3rd Chief Justice of Bombay High Court
- In office 1 April 1870 – 8 August 1882
- Appointed by: Queen Victoria
- Preceded by: Rcihard Couch
- Succeeded by: Charles Sargent

Judge of Bombay High Court
- In office 1863 – 31 March 1870
- Appointed by: Queen Victoria

Member of Bombay Legislative Council
- In office 1862–1863
- Governor: Henry Bartle Frere

Advocate-General of Bombay
- In office 1856–1857
- Appointed by: Queen Victoria
- Preceded by: Augustus Smith LeMesurier
- In office 1861–1862
- Appointed by: Queen Victoria
- Succeeded by: Arthur James Lewis

Personal details
- Born: 29 June 1817 Ireland
- Died: 14 January 1890 (aged 72)
- Parent(s): Henry Bruen Wsetropp (father) Maria Wallis Armstrong (mother)
- Education: Trinity College, Dublin
- Occupation: Lawyer, Judge
- Profession: Chief Justice

= Michael Roberts Westropp =

Irish-born British Indian judge (1817-1890)

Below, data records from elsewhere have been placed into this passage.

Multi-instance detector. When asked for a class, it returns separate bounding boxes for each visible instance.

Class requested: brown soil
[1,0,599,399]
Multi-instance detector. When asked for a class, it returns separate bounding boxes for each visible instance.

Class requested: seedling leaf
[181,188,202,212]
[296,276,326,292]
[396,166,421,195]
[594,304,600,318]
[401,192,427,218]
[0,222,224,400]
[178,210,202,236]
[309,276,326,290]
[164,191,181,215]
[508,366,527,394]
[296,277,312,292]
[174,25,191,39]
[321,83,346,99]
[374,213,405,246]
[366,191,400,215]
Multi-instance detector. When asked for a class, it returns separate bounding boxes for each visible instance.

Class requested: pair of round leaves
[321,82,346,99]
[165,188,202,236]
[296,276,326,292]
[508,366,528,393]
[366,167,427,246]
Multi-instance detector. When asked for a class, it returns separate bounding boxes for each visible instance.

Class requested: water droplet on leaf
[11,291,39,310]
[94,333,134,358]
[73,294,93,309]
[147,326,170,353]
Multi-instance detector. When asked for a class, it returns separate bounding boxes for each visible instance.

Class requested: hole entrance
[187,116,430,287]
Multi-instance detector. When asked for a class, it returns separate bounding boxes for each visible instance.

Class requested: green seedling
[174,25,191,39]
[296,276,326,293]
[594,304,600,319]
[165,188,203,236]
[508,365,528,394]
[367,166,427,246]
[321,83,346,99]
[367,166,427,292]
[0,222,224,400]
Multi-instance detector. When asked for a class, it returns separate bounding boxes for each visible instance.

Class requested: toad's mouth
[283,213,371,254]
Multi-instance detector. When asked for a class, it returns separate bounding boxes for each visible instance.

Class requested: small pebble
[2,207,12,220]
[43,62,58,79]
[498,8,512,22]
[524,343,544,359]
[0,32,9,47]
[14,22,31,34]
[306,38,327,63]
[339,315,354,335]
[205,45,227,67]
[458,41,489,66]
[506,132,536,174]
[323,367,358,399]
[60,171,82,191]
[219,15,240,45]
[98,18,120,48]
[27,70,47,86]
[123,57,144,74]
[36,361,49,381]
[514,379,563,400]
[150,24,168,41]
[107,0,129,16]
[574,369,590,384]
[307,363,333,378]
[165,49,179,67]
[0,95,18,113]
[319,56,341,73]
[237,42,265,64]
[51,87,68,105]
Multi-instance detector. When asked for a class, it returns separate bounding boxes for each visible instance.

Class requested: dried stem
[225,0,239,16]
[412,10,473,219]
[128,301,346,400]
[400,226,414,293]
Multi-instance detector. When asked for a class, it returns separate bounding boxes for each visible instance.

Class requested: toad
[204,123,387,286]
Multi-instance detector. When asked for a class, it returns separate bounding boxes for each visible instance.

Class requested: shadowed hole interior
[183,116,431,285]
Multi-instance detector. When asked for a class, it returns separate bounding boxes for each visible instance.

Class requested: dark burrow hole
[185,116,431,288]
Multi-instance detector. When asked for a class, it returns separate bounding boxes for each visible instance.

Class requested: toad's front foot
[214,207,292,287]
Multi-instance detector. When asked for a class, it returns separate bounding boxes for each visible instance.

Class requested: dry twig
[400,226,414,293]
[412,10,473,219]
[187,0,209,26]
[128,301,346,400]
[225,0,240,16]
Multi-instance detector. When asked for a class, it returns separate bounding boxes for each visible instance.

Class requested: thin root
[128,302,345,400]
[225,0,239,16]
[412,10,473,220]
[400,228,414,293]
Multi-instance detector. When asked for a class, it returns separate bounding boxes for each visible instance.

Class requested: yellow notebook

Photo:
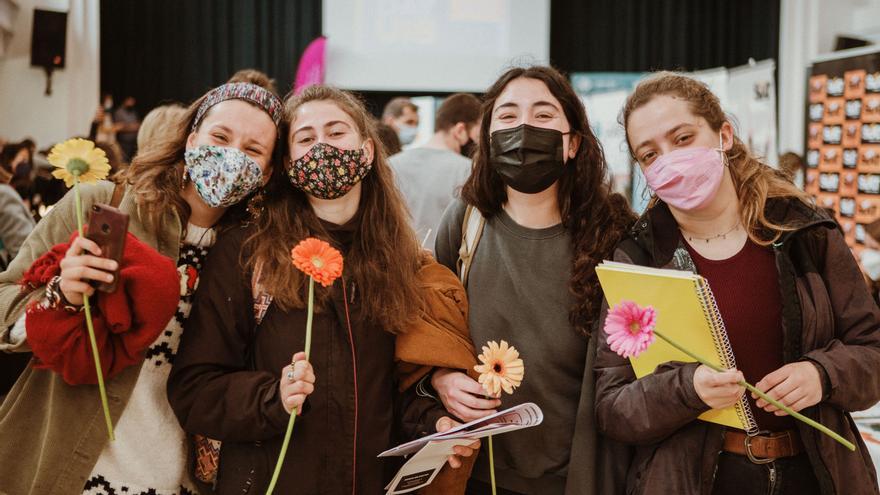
[596,261,758,433]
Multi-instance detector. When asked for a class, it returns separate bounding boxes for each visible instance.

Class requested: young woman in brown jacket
[167,85,476,494]
[595,72,880,495]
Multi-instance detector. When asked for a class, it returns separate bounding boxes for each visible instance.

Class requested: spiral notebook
[596,261,758,434]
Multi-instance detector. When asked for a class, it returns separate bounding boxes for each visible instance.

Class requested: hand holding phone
[84,204,129,293]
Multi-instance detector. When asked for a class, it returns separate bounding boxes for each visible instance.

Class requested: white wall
[778,0,880,155]
[0,0,99,149]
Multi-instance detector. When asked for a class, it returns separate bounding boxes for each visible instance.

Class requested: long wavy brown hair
[121,82,279,232]
[461,66,637,336]
[242,85,423,334]
[621,72,814,245]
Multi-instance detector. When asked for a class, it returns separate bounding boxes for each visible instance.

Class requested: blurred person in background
[0,142,35,402]
[0,143,36,268]
[376,120,403,156]
[94,141,126,179]
[114,96,142,161]
[779,152,806,189]
[30,147,67,220]
[90,94,118,144]
[390,93,481,250]
[383,96,420,146]
[227,68,279,95]
[137,103,188,157]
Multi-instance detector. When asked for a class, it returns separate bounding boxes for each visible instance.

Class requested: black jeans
[711,452,820,495]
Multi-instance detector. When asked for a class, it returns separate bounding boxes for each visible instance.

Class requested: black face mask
[489,124,566,194]
[13,161,32,180]
[460,139,477,158]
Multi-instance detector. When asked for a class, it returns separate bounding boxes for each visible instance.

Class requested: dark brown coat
[595,199,880,495]
[168,224,464,494]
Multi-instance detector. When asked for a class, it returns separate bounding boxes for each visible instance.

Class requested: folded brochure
[379,402,544,494]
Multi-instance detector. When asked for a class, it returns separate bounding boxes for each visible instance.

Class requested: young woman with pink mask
[594,72,880,495]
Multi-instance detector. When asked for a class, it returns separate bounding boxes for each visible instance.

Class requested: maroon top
[685,237,795,432]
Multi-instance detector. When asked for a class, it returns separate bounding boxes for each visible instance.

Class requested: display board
[805,46,880,250]
[323,0,550,92]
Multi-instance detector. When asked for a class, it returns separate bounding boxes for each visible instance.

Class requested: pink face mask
[644,135,725,211]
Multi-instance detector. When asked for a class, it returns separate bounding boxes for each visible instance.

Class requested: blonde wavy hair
[621,72,814,245]
[136,104,188,154]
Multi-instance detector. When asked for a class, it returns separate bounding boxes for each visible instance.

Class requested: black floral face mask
[287,142,373,199]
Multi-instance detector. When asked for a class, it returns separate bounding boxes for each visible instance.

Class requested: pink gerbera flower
[604,300,656,358]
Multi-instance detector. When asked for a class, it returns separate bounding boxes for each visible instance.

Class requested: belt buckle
[744,431,775,465]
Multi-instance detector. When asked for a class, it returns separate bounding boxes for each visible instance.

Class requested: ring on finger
[287,370,295,381]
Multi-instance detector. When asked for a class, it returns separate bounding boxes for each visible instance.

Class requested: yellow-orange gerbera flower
[474,340,524,397]
[47,138,111,187]
[291,238,343,287]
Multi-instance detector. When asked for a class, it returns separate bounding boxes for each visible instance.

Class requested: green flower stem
[652,329,855,451]
[266,276,315,495]
[489,434,497,495]
[73,175,115,442]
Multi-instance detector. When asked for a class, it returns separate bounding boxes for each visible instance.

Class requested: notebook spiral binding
[694,277,759,435]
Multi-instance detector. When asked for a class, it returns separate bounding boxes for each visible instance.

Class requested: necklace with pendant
[681,221,742,243]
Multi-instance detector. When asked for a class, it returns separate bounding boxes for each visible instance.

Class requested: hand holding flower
[59,236,118,306]
[46,138,114,440]
[604,300,855,451]
[753,362,823,415]
[279,351,315,415]
[431,369,500,422]
[693,365,745,410]
[267,238,344,495]
[473,340,525,495]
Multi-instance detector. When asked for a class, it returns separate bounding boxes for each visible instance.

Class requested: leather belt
[722,429,803,464]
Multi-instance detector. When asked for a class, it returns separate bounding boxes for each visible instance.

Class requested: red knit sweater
[685,237,795,432]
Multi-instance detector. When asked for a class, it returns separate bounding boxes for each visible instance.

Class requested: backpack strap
[109,182,126,208]
[251,263,273,325]
[456,205,486,288]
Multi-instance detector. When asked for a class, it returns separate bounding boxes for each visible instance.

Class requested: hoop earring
[246,188,267,222]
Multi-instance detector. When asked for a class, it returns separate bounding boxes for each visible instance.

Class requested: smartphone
[85,203,129,293]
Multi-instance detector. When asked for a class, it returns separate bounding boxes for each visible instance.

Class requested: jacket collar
[119,185,182,260]
[628,198,837,267]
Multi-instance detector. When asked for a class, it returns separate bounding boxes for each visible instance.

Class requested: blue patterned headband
[191,82,283,132]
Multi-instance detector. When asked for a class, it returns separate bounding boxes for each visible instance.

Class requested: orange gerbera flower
[291,238,343,287]
[474,340,525,397]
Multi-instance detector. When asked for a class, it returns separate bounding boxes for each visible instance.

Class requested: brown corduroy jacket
[397,259,482,495]
[0,181,189,495]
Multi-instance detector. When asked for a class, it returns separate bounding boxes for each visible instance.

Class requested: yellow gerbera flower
[474,340,525,397]
[47,138,111,187]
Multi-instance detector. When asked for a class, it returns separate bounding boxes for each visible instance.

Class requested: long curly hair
[621,72,813,245]
[461,66,637,336]
[242,85,423,334]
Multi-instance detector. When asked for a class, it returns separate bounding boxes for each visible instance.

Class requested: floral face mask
[287,142,372,199]
[184,145,263,208]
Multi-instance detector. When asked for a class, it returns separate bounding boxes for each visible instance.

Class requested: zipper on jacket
[766,462,777,495]
[341,279,359,495]
[707,428,726,494]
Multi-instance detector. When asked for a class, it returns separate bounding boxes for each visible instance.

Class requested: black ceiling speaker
[834,35,871,52]
[30,8,67,95]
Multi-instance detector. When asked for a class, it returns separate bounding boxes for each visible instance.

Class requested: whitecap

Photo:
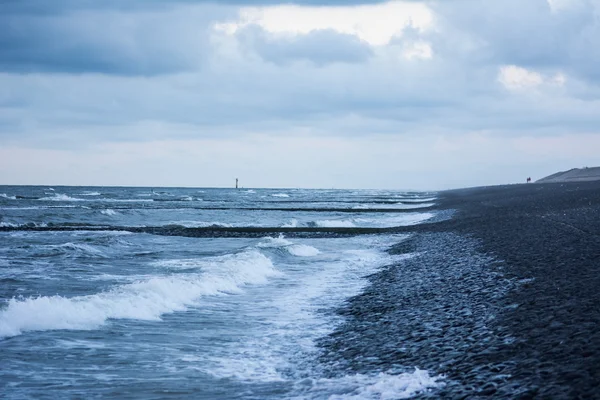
[271,193,290,198]
[258,235,320,257]
[0,250,280,338]
[0,222,18,227]
[281,219,298,228]
[38,193,84,202]
[170,221,233,228]
[314,220,356,228]
[353,212,434,228]
[100,209,118,216]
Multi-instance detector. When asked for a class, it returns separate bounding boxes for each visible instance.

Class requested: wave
[0,250,280,338]
[38,193,85,202]
[0,193,16,200]
[152,198,197,202]
[257,235,320,257]
[353,212,434,227]
[397,197,437,203]
[100,209,118,216]
[281,219,298,228]
[0,222,18,227]
[203,235,424,390]
[353,203,435,210]
[295,369,443,399]
[80,191,101,196]
[314,220,356,228]
[168,221,233,228]
[39,242,106,258]
[271,193,290,198]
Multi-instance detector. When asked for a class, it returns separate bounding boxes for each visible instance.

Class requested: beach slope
[537,166,600,183]
[321,181,600,398]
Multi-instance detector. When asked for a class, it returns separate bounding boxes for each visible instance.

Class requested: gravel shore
[321,181,600,398]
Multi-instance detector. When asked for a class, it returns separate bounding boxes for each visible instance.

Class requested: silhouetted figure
[236,178,238,189]
[527,177,531,183]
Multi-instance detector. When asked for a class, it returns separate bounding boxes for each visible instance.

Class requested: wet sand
[321,181,600,398]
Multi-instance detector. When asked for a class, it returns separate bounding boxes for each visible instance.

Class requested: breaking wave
[0,250,280,338]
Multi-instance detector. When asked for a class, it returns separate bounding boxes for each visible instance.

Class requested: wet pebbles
[320,181,600,398]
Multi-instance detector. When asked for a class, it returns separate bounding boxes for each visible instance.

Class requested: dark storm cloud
[0,5,229,75]
[237,26,374,65]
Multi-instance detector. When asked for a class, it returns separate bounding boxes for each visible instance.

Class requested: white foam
[0,250,280,338]
[257,235,320,257]
[182,196,193,201]
[0,222,18,227]
[287,244,320,257]
[100,209,118,216]
[398,197,437,203]
[354,213,434,228]
[205,235,411,384]
[315,220,356,228]
[282,219,298,228]
[272,193,290,198]
[80,191,101,196]
[297,369,444,399]
[39,193,84,202]
[245,190,256,193]
[352,203,434,210]
[0,193,16,200]
[170,221,233,228]
[46,242,106,257]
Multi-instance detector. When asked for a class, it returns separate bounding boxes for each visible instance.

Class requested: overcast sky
[1,0,599,190]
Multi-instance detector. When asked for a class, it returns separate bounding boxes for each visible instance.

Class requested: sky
[1,0,599,190]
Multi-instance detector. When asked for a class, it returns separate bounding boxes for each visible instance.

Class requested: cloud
[0,5,231,75]
[1,0,600,188]
[430,0,600,82]
[235,26,373,65]
[217,1,432,46]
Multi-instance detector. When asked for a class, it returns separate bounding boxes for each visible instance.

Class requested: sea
[0,186,444,399]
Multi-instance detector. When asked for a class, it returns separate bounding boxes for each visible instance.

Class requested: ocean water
[0,186,443,399]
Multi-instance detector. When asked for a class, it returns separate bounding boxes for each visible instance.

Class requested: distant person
[527,177,531,183]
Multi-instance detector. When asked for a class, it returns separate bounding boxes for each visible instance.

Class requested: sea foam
[315,220,356,228]
[298,369,444,400]
[39,193,84,202]
[258,236,320,257]
[100,209,118,216]
[0,250,279,338]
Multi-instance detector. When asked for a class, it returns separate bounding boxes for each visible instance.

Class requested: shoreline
[320,181,600,398]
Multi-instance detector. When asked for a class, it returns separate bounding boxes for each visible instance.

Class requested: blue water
[0,186,443,399]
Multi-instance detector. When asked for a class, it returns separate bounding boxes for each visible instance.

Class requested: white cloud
[215,1,433,46]
[498,65,567,91]
[402,41,433,60]
[498,65,544,90]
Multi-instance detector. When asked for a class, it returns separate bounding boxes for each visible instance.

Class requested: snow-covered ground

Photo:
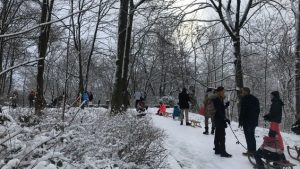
[147,108,300,169]
[1,106,299,169]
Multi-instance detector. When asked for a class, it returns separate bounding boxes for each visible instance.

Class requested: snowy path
[148,108,300,169]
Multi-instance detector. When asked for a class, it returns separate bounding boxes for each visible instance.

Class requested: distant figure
[137,98,148,113]
[11,90,18,108]
[28,90,36,107]
[156,101,166,116]
[88,92,94,105]
[173,104,181,119]
[51,95,63,107]
[81,91,89,109]
[178,87,191,126]
[134,91,143,108]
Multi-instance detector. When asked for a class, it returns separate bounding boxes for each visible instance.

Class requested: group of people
[173,86,293,168]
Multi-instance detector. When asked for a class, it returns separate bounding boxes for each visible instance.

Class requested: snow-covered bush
[0,107,166,169]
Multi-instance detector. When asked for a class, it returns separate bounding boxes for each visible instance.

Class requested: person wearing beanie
[212,86,232,157]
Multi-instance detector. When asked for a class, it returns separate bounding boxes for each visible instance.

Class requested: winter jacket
[260,135,284,154]
[212,96,229,128]
[158,103,166,113]
[239,94,260,127]
[204,93,218,118]
[292,119,300,135]
[264,98,283,123]
[173,105,181,117]
[179,91,190,109]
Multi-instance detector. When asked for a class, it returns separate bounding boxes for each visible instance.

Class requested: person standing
[239,87,260,155]
[179,87,191,126]
[203,88,217,135]
[212,86,231,157]
[263,91,285,154]
[134,91,142,108]
[28,90,36,107]
[11,90,18,108]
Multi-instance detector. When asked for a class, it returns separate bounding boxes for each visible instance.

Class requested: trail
[148,108,300,169]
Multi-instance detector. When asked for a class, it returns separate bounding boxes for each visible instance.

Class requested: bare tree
[295,0,300,120]
[35,0,55,115]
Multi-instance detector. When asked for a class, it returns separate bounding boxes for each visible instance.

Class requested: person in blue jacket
[173,104,181,119]
[81,91,89,109]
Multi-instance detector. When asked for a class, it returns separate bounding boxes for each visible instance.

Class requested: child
[156,101,166,116]
[253,128,288,169]
[173,104,180,119]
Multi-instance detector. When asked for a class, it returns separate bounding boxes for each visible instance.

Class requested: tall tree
[295,0,300,120]
[111,0,129,114]
[35,0,55,115]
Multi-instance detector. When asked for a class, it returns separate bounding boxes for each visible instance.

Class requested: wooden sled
[248,154,296,169]
[190,120,201,128]
[287,146,300,162]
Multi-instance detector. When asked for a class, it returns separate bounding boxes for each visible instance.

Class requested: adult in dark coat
[212,86,231,157]
[179,88,191,126]
[239,87,260,155]
[263,91,283,123]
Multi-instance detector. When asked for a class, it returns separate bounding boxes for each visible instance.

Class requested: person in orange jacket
[156,101,166,116]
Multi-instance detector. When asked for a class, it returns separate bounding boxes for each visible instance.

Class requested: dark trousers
[243,125,256,152]
[254,149,285,166]
[204,116,215,128]
[214,127,226,153]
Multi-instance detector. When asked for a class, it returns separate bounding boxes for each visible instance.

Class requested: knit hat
[271,91,280,99]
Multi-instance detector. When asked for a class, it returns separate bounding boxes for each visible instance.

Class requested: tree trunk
[121,1,134,109]
[35,0,54,115]
[111,0,129,114]
[295,0,300,120]
[233,36,244,96]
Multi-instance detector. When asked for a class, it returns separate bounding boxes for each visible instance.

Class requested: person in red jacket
[156,101,166,116]
[253,128,288,169]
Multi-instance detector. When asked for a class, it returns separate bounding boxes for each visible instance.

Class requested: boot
[220,152,232,158]
[180,121,183,125]
[211,127,215,135]
[213,147,220,155]
[186,122,191,126]
[203,127,209,135]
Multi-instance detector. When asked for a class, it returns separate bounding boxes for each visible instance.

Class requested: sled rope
[228,124,247,150]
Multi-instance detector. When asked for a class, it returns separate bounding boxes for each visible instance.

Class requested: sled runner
[190,120,201,128]
[248,154,296,169]
[287,146,300,162]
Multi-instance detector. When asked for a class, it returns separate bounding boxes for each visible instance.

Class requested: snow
[1,106,299,169]
[147,108,300,169]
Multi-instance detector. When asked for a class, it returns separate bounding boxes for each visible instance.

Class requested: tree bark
[233,36,244,96]
[35,0,54,115]
[295,0,300,120]
[111,0,129,114]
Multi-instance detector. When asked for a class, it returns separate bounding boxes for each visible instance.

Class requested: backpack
[206,99,216,117]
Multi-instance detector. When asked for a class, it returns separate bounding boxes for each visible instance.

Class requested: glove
[225,118,231,125]
[225,101,230,107]
[238,123,242,128]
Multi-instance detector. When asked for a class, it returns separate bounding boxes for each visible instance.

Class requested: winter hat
[182,88,187,92]
[215,86,224,92]
[271,91,280,99]
[206,88,213,93]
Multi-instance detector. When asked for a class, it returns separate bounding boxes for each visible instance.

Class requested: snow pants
[214,127,226,153]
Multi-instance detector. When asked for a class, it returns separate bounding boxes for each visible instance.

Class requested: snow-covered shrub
[63,110,167,169]
[0,107,166,169]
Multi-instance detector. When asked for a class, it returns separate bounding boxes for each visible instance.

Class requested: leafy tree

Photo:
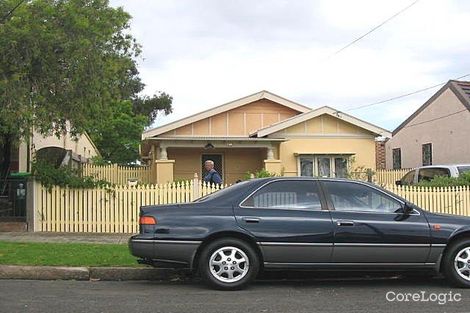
[0,0,172,174]
[132,92,173,122]
[86,90,173,164]
[87,100,147,164]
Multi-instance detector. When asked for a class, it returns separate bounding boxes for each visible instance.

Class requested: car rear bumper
[128,235,201,267]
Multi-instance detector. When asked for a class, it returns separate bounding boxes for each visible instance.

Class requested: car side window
[458,166,470,175]
[323,181,402,213]
[418,168,450,182]
[241,180,322,210]
[401,170,415,185]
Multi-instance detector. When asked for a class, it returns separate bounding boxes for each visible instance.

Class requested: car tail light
[139,216,157,225]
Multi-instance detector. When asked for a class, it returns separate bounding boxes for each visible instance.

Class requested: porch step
[0,222,28,232]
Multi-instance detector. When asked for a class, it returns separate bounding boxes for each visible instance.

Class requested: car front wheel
[443,239,470,287]
[198,238,259,290]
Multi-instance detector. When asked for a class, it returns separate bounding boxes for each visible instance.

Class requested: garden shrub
[31,159,111,190]
[244,169,277,180]
[415,172,470,187]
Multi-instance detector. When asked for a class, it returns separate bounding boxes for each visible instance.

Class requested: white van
[396,164,470,185]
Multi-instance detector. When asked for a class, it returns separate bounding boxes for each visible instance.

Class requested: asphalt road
[1,275,470,313]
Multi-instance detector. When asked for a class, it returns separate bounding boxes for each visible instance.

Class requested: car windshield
[458,166,470,175]
[193,180,252,202]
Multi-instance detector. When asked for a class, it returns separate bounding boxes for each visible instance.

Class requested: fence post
[366,169,373,183]
[192,173,200,200]
[26,179,40,232]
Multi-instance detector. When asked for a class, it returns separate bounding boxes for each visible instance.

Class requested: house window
[392,148,401,169]
[334,157,348,178]
[300,157,313,177]
[299,155,349,178]
[422,143,432,166]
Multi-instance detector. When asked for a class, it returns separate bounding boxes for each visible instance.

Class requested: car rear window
[193,180,251,202]
[241,180,322,210]
[458,166,470,175]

Sir Michael Roberts Westropp (29 June 1817 – 14 January 1890) was an Irish-born British Indian Chief Justice of the Bombay High Court and former Advocate General of the Supreme Court, Bombay Presidency.

==Early life==
Westropp was born in 1817 in Ireland. He was the son of Henry Bruen Westropp, of the 7th Dragoon Guards and a magistrate of Cork, and Maria Wallis Armstrong. In 1838 he graduated from Trinity College Dublin, and became a barrister in 1840.

==Career==
He practiced law for more than 15 years in Dublin and then joined as a counsel in the Bombay Supreme Court and the Bombay High Court. He also served as Member of the Bombay Legislative Council in 1862-63. In 1856, Westropp became the Advocate-General of Bombay. He became puisne judge of the Bombay High Court in 1863 and served as such till 1870 when After Sir Richard Couch he held the office of Chief Justice of Bombay in 1870, and was knighted by letters patent. He was known for the judgments in Nawroji v. Rogers and Lopes v. Lopes. Westropp retired from service due to illness.